Chào các bạn! Vì nhiều lý do từ nay Truyen2U chính thức đổi tên là Truyen247.Pro. Mong các bạn tiếp tục ủng hộ truy cập tên miền mới này nhé! Mãi yêu... ♥

Zdrada

Pojechałam rano do pracy żeby podpisać umowę z nowym pracownikiem i zapoznać go z jego obowiązkami. Miałam nadzieję, że trochę będzie mi lżej gdy zaczniemy razem pracować. W głębi duszy liczyłam na to.
Mężczyzna przyszedł na czas czym bardzo mnie zaskoczył. Lee zapukała do mojego gabinetu.
- Pani Rich, on już jest. Możemy podpisać umowę?
- Tak, poproś go, weź wszystkie dokumenty, i przyjdź do mojego gabinetu.
Po chwili Lee razem z moim nowym pracownikiem znaleźli się w moim gabinecie.
Podpisałam wspomnianą umowę na trzy miesiące i Lee pokazała naszemu koledze nowe miejsce pracy.

Lee:
- Tutaj będziesz miał swój mały pokój. Są tu niektóre aparaty Pani Rich, komputer i inne rzeczy.
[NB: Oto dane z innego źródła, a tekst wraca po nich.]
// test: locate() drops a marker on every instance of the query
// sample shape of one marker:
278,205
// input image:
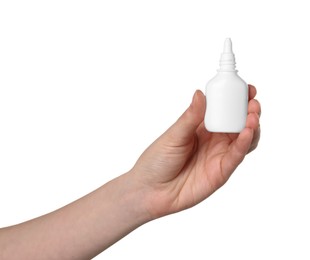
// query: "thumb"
184,128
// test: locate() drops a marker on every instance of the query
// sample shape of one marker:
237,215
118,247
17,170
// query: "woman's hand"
187,163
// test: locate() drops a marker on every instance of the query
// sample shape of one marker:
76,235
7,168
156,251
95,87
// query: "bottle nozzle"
227,61
227,46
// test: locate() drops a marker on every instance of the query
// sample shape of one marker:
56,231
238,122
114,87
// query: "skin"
184,166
Masz biurko i miejsce do pracy. - opowiadała Lee oprowadzając Minho.
- Dlaczego nie mówicie sobie po imieniu? - zapytał zaciekawiony.
- Pani Rich to moja szefowa. Nie ma mowy o mówieniu sobie na "ty". Ciebie też to dotyczy. Pani Kate wyznacza tu zasady. - odpowiedziała kładąc na biurku papiery.
- Rozumiem, jednak do tej pory pracowałem inaczej. - odpowiedział siadając przy biurku.
- Ciesz się, że Pani Rich dała Ci szansę. Nie przyjmuje wszystkich tak bez niczego. Musisz się wykazać. - odpowiedziała stając w drzwiach.
- Spokojnie, bez nerwów. Bronisz swojej szefowej jak mało kto... - powiedział siadając na krześle.
- Pani Rich jest bardzo dobrą osobą. Dlatego właśnie szanuję ją i lubię. - odpowiedziała i zostawiła mężczyznę samego w pokoju.
Kate:
Siedziałam w swoim gabinecie i obrabiałam zdjęcia gdy dostałam sms.
Oczywiście to Jimin do mnie pisał.
Otworzyłam wiadomość.
Jimin:
Cały czas myślę o naszym wieczornym prysznicu... Och powtórzyłbym to...

Pokręciłam głową i szybko odpisałam.

Kate:
Jestem w pracy, mój ty mały erotomanie.... Muszę zająć się zdjęciami a ty mnie rozpaszasz...
Jimin:
Lubie ci przeszkadzać...
Kate:
Pogadamy później... Muszę pracować misiu...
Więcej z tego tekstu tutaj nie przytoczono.